Melanie relaxed back against her pillows; it was the antique dealer who lived in Launceston. “Oh yes…I’m sorry, I…”
Slept in?
She peered at the window and saw that the sun was high.
“Nothing to be sorry about. You’re probably enjoying the weather.” His voice dropped to little more than a whisper, and Melanie wondered if there was something wrong with his throat. “I’m afraid I’m semiretired these days, but I do know of Ravenswood. If it would suit you,
I could come around and take a look. If that helps you at all? No strings attached. As I said, I am semiretired, but in this case I admit that I’m curious. It isn’t very often that one of our oldest and grandest houses comes up for sale.”
“I suppose not.”
“Will you be staying long in Cornwall?”
“Only a week, although I’ll probably need to come back again later to oversee things, when the arrangements for the auction have been made. Thank you for offering to take a look at the place, I’m very grateful, and naturally we’ll pay you for your time and expertise.”
“If you insist, Miss Jones.
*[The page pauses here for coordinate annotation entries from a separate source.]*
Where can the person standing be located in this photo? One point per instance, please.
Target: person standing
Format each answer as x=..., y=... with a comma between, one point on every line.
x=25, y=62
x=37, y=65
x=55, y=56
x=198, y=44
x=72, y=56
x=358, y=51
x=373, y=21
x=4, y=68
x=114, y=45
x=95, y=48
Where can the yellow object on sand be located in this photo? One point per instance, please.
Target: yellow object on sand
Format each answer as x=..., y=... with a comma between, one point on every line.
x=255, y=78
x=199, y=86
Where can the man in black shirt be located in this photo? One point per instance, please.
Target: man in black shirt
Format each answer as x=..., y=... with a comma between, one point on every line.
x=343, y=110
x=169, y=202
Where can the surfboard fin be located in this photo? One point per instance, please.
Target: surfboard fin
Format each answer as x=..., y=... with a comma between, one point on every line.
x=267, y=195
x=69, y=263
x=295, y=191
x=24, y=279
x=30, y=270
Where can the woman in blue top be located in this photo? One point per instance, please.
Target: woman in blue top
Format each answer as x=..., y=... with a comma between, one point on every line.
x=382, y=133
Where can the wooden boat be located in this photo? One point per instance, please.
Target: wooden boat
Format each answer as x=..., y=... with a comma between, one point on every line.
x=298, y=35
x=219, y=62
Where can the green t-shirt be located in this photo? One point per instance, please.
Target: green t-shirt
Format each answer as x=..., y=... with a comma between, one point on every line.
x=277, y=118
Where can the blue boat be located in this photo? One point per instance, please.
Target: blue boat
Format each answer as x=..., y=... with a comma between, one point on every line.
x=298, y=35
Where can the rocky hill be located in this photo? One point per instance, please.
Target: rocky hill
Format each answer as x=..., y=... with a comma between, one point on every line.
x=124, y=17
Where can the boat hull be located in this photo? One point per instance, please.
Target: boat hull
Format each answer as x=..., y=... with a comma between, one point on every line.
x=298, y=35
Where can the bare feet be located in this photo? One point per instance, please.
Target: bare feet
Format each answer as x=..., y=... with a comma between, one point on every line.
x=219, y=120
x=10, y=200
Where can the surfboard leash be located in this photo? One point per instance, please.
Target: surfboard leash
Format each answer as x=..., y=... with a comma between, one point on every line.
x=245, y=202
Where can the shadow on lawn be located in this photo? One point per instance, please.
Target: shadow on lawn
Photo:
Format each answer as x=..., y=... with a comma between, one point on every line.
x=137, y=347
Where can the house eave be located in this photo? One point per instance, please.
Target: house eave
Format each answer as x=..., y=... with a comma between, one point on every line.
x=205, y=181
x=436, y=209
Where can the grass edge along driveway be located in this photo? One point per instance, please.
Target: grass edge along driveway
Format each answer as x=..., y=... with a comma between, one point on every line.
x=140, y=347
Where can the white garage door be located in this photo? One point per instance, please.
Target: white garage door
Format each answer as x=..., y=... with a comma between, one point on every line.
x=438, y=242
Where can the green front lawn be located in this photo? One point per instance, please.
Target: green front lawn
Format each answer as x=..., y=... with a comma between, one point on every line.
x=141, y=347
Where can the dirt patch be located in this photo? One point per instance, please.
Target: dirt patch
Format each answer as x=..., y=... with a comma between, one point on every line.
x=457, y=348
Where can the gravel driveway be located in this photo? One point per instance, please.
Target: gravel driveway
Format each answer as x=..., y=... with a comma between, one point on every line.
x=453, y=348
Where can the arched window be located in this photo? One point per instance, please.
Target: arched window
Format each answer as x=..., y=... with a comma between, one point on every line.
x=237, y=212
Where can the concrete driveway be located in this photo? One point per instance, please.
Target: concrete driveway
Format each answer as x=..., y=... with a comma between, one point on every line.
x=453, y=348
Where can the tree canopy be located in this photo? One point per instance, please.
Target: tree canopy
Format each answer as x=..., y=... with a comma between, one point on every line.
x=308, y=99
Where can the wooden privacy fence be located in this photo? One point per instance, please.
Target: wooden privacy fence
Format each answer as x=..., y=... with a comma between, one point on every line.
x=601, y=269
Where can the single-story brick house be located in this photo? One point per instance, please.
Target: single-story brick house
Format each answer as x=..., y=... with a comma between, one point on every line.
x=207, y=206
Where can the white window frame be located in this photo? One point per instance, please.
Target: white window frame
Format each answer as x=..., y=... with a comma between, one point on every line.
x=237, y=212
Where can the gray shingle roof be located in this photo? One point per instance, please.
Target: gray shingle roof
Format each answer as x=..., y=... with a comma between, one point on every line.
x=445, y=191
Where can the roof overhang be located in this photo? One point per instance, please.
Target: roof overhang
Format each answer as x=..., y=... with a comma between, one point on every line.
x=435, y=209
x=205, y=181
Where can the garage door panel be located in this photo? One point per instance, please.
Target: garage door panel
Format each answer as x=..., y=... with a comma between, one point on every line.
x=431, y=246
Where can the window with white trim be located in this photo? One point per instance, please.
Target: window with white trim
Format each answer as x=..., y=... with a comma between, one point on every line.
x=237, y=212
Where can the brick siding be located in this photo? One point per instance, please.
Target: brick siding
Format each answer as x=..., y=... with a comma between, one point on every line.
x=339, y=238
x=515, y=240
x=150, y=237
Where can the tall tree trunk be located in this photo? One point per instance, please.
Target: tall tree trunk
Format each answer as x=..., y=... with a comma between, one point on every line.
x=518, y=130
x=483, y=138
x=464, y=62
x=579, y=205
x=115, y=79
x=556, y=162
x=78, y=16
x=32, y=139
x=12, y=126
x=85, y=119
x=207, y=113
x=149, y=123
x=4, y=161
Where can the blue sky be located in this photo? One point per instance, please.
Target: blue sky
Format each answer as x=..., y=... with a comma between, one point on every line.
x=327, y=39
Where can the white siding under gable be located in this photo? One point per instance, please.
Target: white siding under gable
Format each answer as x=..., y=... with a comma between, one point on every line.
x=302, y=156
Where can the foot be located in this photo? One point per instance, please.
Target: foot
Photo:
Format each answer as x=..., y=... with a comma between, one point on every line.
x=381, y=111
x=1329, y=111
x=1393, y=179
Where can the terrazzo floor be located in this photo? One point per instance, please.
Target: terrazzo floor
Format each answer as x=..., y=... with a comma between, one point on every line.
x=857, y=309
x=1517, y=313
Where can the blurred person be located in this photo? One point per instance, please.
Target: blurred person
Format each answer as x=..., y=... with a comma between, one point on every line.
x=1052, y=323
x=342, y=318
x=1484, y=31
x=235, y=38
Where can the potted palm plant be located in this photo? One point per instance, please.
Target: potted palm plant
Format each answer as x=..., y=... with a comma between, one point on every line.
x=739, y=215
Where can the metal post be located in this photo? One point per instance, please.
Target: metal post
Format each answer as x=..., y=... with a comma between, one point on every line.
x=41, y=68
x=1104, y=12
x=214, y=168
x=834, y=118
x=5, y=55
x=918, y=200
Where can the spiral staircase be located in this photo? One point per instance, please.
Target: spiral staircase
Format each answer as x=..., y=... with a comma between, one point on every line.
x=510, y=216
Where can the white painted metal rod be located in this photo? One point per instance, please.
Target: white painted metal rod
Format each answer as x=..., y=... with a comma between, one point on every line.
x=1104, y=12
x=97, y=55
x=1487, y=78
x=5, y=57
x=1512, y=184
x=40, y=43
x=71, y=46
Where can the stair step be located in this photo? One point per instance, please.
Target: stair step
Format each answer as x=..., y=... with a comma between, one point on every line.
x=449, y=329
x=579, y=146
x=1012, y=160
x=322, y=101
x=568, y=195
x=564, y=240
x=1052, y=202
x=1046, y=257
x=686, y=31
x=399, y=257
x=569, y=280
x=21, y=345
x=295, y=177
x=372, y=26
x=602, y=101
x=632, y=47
I assure you, though, I don’t need your money. Coming to Ravenswood will be enough of a treat for me.”
He was a bit of an old sweetheart, thought Melanie with a smile. “I’ll look forward to meeting you.”
“I’ll make my arrangements and let you know when to expect me. Good-bye, Miss Jones.”
Well, at least she’d managed to do something related to her job. She should have been up hours ago, eaten, dressed, gone for her run. What was happening to her routine? Hard to believe that all these years she had worked so hard at making herself safe, and after just two days it was all beginning to unravel.